Eine vorherige ausdrückliche Einwilligung des Klägers hat die Beklagte nicht dargelegt. Diese liegt nicht in der Kontaktaufnahme über die Website der Beklagten. Für eine solche Kontaktaufnahme ist die Beklagte darlegungs- und beweispflichtig. Die vorgenommenen Eintragungen in dem Kontaktformular belegen nicht, dass der Kläger in Person seines Geschäftsführers oder eines Mitarbeiters den Termin gebucht hat. Die in dem Kontaktformular enthaltenen Informationen sind öffentlich zugänglich und begründen daher kein sicheres Indiz für eine Buchung durch den Kläger. Die von der Beklagten dargelegten Maßnahmen zur Überprüfung stellen keine sichere Verifizierung der Authentizität der Buchung dar, sondern allenfalls eine Plausibilitätskontrolle. Eine solche Verifizierung wäre, wie der Kläger dargelegt und auch in seinem Klageantrag berücksichtigt hat, möglich, nämlich durch die Bitte um Bestätigung der Richtigkeit der Buchung. Das Vorgehen der Beklagten ist daher strukturell ungeeignet, den Anforderungen von § 7 UWG zu genügen.

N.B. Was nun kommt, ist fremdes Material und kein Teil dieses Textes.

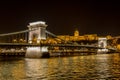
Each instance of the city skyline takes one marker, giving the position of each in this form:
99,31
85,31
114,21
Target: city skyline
62,17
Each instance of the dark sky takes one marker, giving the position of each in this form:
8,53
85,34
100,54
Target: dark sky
62,17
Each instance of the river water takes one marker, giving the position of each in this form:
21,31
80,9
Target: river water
88,67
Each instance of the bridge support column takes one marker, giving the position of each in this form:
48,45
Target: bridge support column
36,34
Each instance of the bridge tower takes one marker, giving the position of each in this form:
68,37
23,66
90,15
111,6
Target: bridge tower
36,33
102,42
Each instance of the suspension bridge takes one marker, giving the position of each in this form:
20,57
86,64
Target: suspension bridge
29,42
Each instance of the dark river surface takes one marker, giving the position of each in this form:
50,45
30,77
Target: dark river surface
88,67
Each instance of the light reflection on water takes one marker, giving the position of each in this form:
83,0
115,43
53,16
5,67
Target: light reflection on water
100,66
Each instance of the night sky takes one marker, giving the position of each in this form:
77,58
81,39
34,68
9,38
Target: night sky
62,17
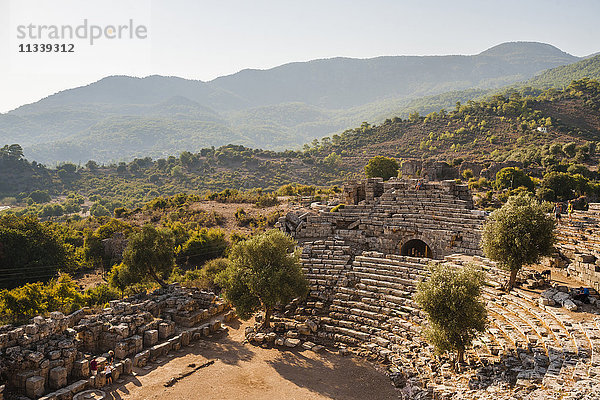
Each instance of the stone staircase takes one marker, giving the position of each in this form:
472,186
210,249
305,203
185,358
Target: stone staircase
371,309
579,241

Weder kann sich die Beklagte bei dieser Sachlage auf einen Nachweis der Einwilligung berufen noch auf eine Darlegungs- und Beweislastumkehr. Ihr Bestreiten der Buchung durch den Kläger mit Nichtwissen ist daher unzureichend.

b.

Bei den E-Mail-Bestätigungen handelt es sich auch um Werbung im Sinne von § 7 Abs. 2 Nr. 3 UWG. Hier gilt ein weites Verständnis von Werbung (Köhler in KBF, § 2, Rdnr.15). Dies umfasst jedenfalls Benachrichtigungen, die der Absatzförderung - hier Beratungsgespräch - dienen.

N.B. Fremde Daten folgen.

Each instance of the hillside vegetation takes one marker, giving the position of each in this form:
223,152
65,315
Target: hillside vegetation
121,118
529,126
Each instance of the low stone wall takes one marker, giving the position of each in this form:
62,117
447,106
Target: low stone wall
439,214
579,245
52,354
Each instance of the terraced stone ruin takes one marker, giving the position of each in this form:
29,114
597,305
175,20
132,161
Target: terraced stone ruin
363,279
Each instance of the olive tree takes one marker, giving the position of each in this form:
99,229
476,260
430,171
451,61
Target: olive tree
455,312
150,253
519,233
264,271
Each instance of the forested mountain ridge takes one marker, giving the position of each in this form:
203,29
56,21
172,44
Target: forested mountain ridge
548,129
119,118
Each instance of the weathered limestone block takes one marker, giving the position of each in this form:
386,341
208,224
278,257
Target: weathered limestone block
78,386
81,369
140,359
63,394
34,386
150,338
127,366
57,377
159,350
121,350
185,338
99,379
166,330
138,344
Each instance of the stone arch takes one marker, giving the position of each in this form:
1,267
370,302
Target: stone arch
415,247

Der Kläger ist als qualifizierte Einrichtung zugleich aktivlegitimiert gemäß § 8 Abs. 3 Nr. 2, 8b UWG. Er hat dargelegt, dass ihm eine erhebliche Anzahl von Unternehmen angehört, die gleiche oder verwandte Dienstleistungen anbieten. Daran ändert nichts, dass der Kläger von der E-Mail-Werbung selbst angesprochen ist. Die strukturell nicht den Anforderungen von § 7 UWG genügende Vorgehensweise der Beklagten ist geeignet, die Interessen der Mitglieder des Klägers zu berühren.

2.

Zugleich liegt in dem Vorgehen der Beklagten eine Irreführung gemäß § 5 UWG i.V.m. § 8 UWG gemäß Klageantrag zu II b).

Bei dem Kläger wurde der unrichtige Eindruck erweckt, ein Beratungsgespräch gebucht zu haben. Während bei einer natürlichen Person regelmäßig eine Irreführungsgefahr ausscheidet, da diese weiß, ob sie einen Termin gebucht hat oder nicht, sind bei einem Verein oder Verband mehrere Personen beteiligt, so dass der Eindruck entstehen kann, ein anderer Mitarbeiter habe den Termin gebucht. Dies hat der Kläger auch so vorgetragen.

3.

Die Abmahnkosten sind gemäß § 13 Abs. 3 UWG erstattungsfähig.

4.

Die Nebenentscheidungen beruhen auf §§ 91 Abs. 1, 709 ZPO.